Do ponto de vista defensivo, desligar um único endereço de contrato inteligente consegue pouco quando novos podem ser implantados instantaneamente. As forças da lei e as equipas de segurança não podem “desligar” uma infraestrutura que existe numa rede descentralizada. Esta vantagem arquitetural explica porque a Group-IB destacou o método como particularmente inventivo, apesar do alcance limitado da campanha até ao momento.

Esclarecendo o Panorama de Segurança do Polygon

Uma distinção importante: os investigadores enfatizam que o próprio Polygon não possui vulnerabilidades exploráveis que estejam a ser abusadas nesta campanha. DeadLock não está a explorar falhas no protocolo blockchain, na solução Layer 2, ou em contratos inteligentes de terceiros, como protocolos DeFi, carteiras ou pontes.

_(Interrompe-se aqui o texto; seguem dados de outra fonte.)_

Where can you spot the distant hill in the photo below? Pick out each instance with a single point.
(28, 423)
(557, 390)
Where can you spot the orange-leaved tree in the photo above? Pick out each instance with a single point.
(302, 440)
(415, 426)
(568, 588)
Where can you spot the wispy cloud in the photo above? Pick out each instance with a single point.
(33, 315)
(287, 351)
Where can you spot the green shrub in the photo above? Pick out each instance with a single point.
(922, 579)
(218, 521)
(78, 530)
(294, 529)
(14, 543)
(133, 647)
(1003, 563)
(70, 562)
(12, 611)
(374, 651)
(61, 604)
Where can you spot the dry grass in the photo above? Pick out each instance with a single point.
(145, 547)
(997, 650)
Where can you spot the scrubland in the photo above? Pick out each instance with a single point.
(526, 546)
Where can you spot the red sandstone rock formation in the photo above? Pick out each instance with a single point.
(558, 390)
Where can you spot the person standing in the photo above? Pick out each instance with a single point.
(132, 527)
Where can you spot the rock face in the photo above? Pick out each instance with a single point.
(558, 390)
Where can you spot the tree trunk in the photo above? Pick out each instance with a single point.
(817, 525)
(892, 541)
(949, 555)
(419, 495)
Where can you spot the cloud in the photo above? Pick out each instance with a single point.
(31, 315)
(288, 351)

Em vez disso, os atores maliciosos estão simplesmente a aproveitar a natureza pública e imutável dos dados blockchain — semelhante às técnicas antigas de “EtherHiding” documentadas em pesquisas de segurança anteriores.

A análise dos contratos inteligentes ligados à operação DeadLock revela uma atividade de implantação concentrada entre agosto e novembro do ano passado. Os utilizadores e desenvolvedores do Polygon não enfrentam risco técnico direto por causa desta campanha específica, embora o caso sirva como um aviso sobre como blockchains públicos podem vir a ser utilizados como infraestrutura para atividades criminosas fora da cadeia, de formas que desafiam métodos tradicionais de deteção e interrupção.

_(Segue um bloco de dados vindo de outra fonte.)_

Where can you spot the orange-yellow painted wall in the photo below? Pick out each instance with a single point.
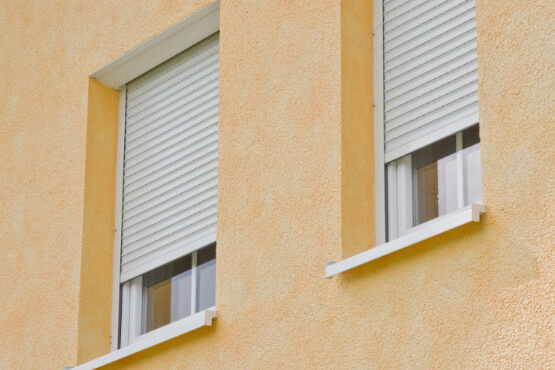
(97, 256)
(480, 296)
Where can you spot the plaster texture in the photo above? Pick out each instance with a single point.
(294, 79)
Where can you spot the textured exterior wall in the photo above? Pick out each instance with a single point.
(480, 296)
(97, 256)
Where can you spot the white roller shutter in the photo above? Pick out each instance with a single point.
(430, 72)
(170, 160)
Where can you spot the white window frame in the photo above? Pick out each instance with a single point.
(401, 171)
(394, 200)
(133, 307)
(116, 75)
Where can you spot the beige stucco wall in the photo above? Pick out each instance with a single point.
(480, 296)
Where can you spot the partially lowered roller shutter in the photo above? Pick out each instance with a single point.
(170, 160)
(430, 72)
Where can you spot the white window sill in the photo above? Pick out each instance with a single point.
(198, 320)
(422, 232)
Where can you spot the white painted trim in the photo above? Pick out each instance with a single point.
(379, 149)
(161, 47)
(186, 325)
(117, 231)
(422, 232)
(461, 180)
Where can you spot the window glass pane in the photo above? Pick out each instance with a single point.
(167, 294)
(206, 277)
(435, 175)
(472, 168)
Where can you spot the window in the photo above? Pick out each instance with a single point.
(169, 158)
(426, 114)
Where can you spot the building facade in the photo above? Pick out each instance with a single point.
(292, 227)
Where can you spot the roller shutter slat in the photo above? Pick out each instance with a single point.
(430, 72)
(170, 160)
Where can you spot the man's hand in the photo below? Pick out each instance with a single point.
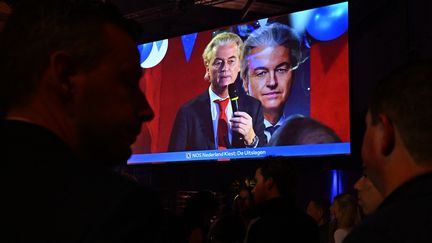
(241, 122)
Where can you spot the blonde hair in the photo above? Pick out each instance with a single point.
(220, 39)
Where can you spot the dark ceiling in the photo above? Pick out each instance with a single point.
(167, 18)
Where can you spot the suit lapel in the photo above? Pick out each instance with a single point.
(205, 124)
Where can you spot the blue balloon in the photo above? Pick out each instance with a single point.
(328, 23)
(144, 51)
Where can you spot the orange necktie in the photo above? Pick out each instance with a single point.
(222, 124)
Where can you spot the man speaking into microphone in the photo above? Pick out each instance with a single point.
(209, 121)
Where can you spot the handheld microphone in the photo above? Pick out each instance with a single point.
(233, 93)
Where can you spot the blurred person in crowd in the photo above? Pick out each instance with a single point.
(208, 120)
(70, 72)
(271, 54)
(397, 157)
(319, 210)
(303, 130)
(279, 220)
(198, 214)
(346, 215)
(369, 197)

Olhando para o Futuro: As Implicações Mais Amplas

Embora DeadLock permaneça relativamente discreto, com um número mínimo de vítimas confirmadas e sem ligação conhecida a programas de ransomware como serviço de grande escala, os investigadores de segurança salientam que a portabilidade do conceito é a verdadeira preocupação. A mesma abordagem pode ser adaptada por grupos de ameaça estabelecidos, procurando arquiteturas de infraestrutura mais resilientes. Esta notícia sobre ransomware reforça uma realidade desconfortável: à medida que a tecnologia blockchain evolui, também evoluem as formas criativas que os atores maliciosos encontram para explorar as suas características definidoras para fins criminosos.